Artwork: J0529-4351’s bright core is powered by a supermassive black hole

The most luminous object ever detected has been sighted in the distant Universe.

It is a quasar, the bright core of a galaxy powered by a gigantic black hole about 17 billion times the mass of our Sun.

Known as J0529-4351, the object’s power was confirmed in observations made by the Very Large Telescope in Chile.

J0529-4351 was actually recorded in data many years ago, but its true glory has only just been recognized.

“It’s a surprise that it has remained unknown until today, when we already know about a million less impressive quasars. It has literally been staring us in the face until now,” said Christopher Onken, one of the astronomers at the Australian National University. (ANU) working on VLT observations.

The term quasar is used to describe a galaxy with a very active and energetic nucleus.

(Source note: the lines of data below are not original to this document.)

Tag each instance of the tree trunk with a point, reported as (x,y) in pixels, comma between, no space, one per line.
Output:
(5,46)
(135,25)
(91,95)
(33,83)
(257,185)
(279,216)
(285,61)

The black hole at the center of said galaxy is attracting matter towards itself at a prodigious rate.

As this material accelerates around the hole, it tears apart and emits an enormous amount of light, to the point that even an object as distant as J0529-4351 is still visible to us.

The emission from this quasar has taken a staggering 12 billion years to reach the VLT detectors.

Everything about the object is surprising.

The scientists involved say the energy emitted makes the quasar 500 billion times more luminous than the Sun.

“All this light is coming from a hot accretion disk measuring seven light-years across. This must be the largest accretion disk in the Universe,” said ANU PhD student and co-author Samuel Lai.

Seven light years are approximately 15,000 times the distance between the Sun and Neptune’s orbit.